# Thread: How are these two items equal?

1. ## How are these two items equal?

Can someone show me how

$\displaystyle Sqrt(x)/x$

is equal to $\displaystyle 1/Sqrt(x)$?

I know I can flip the denominator to:
$\displaystyle 1/X * Sqrt(x)$

But I still can't understand how it gets to $\displaystyle 1/Sqrt(x)$.

What am I missing

2. $\displaystyle \displaystyle \frac{\sqrt{x}}{x} = \frac{x^{1\over 2}}{x} \times \frac{x^{-1\over 2}}{x^{-1\over 2}}= \frac{1}{x^{1\over 2}}= \frac{1}{\sqrt{x}}$

3. Alternatively, dividing each member of the fraction by $\displaystyle \sqrt{x}$ (Pickslides multiplied by its inverse) :

$\displaystyle \displaystyle \frac{\left ( \frac{\sqrt{x}}{\sqrt{x}} \right )}{\left ( \frac{x}{\sqrt{x}} \right )} = \frac{1}{\sqrt{x}}$

4. Yet another way:
$\displaystyle \sqrt{x}$ is defined to be the number such that $\displaystyle (\sqrt{x})^2= (\sqrt{x})(\sqrt{x})= x$ so the denominator can be written as $\displaystyle (\sqrt{x})(\sqrt{x})$

$\displaystyle \frac{\sqrt{x}}{x}= \frac{\sqrt{x}}{(\sqrt{x})(\sqrt{x})}= \frac{1}{\sqrt{x}}$

5. Yet another way!

$\displaystyle \displaystyle \frac{\sqrt{x}}{x}=\frac{x^{\frac{1}{2}}}{x^1}=x^{ \frac{1}{2}-1}=x^{-\frac{1}{2}}=\frac{1}{\sqrt{x}}$

6. HallsofIvy's way is how I'd normally show it,
however, it does depend on whether one is working with surds or indices,
or various simplification techniques.

$\displaystyle \displaystyle\frac{\sqrt{x}}{x}=\frac{1}{\sqrt{x}}$

If they are equal, we will have RHS=LHS after cross-multiplying...
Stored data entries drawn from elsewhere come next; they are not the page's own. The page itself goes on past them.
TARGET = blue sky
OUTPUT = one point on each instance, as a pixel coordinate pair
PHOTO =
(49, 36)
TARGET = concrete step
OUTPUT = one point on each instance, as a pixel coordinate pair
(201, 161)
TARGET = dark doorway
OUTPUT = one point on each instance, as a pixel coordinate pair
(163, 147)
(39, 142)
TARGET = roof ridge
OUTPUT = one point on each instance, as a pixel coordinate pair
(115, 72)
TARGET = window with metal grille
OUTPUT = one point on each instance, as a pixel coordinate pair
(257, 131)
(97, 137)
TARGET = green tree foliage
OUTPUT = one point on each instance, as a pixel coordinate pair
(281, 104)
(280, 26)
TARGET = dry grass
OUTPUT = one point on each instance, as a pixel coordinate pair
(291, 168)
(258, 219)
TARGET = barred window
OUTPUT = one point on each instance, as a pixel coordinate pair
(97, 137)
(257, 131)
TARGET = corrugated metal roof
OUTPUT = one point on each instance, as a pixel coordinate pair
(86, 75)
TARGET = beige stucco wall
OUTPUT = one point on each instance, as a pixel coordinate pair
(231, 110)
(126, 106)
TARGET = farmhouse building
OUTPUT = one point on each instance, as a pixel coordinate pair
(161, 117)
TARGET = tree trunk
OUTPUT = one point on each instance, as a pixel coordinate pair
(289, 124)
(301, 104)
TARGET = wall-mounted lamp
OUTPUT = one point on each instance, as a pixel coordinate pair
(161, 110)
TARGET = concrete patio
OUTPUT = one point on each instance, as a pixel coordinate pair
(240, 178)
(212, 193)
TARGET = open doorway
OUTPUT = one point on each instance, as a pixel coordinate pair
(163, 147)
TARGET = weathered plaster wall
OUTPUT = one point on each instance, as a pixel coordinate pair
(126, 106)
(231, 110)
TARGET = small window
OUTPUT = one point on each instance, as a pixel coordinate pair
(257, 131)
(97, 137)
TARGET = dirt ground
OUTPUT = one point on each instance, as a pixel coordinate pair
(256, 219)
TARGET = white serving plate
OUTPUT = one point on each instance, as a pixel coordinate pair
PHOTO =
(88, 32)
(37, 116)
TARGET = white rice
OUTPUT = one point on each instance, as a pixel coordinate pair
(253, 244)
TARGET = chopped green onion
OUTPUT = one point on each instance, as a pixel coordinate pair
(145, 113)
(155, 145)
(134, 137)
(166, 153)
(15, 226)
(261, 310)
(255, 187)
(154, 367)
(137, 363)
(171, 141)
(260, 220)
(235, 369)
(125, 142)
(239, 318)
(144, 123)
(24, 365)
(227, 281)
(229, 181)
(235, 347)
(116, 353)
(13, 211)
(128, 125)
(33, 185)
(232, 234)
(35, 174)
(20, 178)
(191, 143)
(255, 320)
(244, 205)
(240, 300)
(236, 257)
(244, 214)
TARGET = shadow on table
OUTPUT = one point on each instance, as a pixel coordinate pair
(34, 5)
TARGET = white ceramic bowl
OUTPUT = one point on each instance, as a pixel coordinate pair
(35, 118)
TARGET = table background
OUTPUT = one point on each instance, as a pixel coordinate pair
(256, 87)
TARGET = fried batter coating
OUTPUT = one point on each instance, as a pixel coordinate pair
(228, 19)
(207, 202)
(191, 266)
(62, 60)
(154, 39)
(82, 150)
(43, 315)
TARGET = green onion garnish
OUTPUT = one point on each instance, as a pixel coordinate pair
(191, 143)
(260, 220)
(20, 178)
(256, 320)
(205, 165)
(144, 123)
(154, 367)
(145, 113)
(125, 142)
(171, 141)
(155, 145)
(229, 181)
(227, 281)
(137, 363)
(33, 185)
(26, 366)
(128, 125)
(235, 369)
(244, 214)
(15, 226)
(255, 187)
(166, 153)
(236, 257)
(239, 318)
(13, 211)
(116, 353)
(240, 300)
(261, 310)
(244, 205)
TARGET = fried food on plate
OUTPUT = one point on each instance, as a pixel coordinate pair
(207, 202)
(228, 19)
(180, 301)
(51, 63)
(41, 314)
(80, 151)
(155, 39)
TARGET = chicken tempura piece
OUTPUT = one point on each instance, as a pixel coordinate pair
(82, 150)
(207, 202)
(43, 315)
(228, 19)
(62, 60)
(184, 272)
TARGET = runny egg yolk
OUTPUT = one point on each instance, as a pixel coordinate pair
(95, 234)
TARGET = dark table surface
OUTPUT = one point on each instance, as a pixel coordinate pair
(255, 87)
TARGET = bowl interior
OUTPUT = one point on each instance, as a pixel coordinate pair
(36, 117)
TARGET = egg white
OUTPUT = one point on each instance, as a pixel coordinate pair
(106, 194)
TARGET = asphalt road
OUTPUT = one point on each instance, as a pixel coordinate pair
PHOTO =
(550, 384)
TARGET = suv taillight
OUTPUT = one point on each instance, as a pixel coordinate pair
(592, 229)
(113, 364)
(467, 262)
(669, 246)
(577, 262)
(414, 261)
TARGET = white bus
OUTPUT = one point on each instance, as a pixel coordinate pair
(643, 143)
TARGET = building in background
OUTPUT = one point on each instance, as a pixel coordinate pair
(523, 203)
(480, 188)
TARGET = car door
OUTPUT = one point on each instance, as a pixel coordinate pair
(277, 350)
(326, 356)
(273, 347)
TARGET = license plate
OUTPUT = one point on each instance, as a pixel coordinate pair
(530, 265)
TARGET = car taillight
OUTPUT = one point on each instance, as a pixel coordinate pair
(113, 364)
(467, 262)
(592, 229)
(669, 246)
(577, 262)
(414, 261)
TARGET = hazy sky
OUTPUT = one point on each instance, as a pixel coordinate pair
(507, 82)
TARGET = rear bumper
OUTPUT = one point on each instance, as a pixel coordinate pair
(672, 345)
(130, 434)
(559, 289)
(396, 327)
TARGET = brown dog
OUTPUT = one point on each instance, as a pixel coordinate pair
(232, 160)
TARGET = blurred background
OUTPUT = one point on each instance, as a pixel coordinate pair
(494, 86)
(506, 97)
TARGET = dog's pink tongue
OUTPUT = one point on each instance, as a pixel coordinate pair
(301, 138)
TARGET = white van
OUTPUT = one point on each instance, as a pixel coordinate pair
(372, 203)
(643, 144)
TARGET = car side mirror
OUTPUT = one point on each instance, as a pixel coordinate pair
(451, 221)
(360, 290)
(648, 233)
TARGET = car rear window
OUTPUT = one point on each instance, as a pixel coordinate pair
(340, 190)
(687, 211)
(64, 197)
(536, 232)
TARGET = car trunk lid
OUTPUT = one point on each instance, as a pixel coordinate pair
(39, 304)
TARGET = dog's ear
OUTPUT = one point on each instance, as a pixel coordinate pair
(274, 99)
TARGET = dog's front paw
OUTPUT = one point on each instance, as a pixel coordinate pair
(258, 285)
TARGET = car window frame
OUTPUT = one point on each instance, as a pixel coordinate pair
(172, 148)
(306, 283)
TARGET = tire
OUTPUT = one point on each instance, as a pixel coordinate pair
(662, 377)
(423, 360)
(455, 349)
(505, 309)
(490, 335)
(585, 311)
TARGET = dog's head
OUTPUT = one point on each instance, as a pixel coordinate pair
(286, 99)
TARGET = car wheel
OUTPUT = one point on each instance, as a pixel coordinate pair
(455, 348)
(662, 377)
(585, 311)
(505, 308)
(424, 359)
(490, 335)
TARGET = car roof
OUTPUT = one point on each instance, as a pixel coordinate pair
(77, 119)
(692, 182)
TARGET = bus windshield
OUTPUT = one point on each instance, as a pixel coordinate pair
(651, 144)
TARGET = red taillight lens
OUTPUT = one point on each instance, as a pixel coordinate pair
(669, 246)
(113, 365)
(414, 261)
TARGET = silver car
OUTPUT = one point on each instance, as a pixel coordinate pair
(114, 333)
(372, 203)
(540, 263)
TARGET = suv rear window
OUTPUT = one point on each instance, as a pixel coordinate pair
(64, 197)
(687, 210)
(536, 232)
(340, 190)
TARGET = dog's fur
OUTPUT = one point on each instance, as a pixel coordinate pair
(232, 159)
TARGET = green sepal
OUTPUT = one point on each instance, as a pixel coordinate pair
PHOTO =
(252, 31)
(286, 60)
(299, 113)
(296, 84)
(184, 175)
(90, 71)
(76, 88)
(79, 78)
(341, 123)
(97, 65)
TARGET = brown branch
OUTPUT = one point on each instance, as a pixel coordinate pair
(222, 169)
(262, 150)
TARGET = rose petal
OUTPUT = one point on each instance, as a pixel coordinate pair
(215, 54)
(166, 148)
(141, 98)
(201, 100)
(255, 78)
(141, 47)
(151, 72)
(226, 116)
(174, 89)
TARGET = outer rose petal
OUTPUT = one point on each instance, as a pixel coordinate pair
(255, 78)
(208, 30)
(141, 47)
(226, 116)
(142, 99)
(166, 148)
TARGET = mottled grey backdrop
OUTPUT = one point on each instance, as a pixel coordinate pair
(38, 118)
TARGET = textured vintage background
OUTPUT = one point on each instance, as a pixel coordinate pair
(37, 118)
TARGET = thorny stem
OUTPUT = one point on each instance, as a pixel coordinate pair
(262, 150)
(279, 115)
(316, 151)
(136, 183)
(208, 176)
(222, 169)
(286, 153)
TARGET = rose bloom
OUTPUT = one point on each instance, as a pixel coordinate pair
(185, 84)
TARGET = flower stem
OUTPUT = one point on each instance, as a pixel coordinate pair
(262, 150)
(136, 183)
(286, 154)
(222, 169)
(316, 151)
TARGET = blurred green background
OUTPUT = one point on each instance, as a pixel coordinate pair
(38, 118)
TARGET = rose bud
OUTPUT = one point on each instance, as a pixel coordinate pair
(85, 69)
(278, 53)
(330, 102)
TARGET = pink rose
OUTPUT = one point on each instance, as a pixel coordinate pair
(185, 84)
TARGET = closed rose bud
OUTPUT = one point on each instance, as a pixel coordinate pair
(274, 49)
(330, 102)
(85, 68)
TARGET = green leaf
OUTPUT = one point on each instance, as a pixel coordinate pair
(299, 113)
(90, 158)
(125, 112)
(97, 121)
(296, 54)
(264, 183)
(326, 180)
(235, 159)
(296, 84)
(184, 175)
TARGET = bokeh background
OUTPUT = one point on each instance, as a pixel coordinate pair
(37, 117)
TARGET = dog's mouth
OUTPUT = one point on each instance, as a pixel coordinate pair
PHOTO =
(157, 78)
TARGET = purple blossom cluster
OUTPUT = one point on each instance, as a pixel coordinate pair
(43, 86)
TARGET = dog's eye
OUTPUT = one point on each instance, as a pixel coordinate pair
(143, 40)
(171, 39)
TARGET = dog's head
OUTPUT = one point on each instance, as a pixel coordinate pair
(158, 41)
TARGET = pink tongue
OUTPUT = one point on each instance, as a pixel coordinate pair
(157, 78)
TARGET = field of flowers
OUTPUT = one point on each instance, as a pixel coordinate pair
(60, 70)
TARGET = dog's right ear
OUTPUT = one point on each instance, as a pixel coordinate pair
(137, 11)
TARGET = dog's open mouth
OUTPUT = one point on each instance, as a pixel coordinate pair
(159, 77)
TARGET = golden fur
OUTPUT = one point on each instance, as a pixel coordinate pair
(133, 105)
as in $\displaystyle \frac{1}{2}=\frac{2}{4}=\frac{3}{6}...\Rightarrow\ 1(4)=2(2),\ 1(6)=3(2),\ 2(6)=4(3)....$

hence

$\displaystyle \displaystyle\frac{\sqrt{x}}{x}=\frac{1}{\sqrt{x}}$

since

$\displaystyle \sqrt{x}\ \sqrt{x}=x(1)$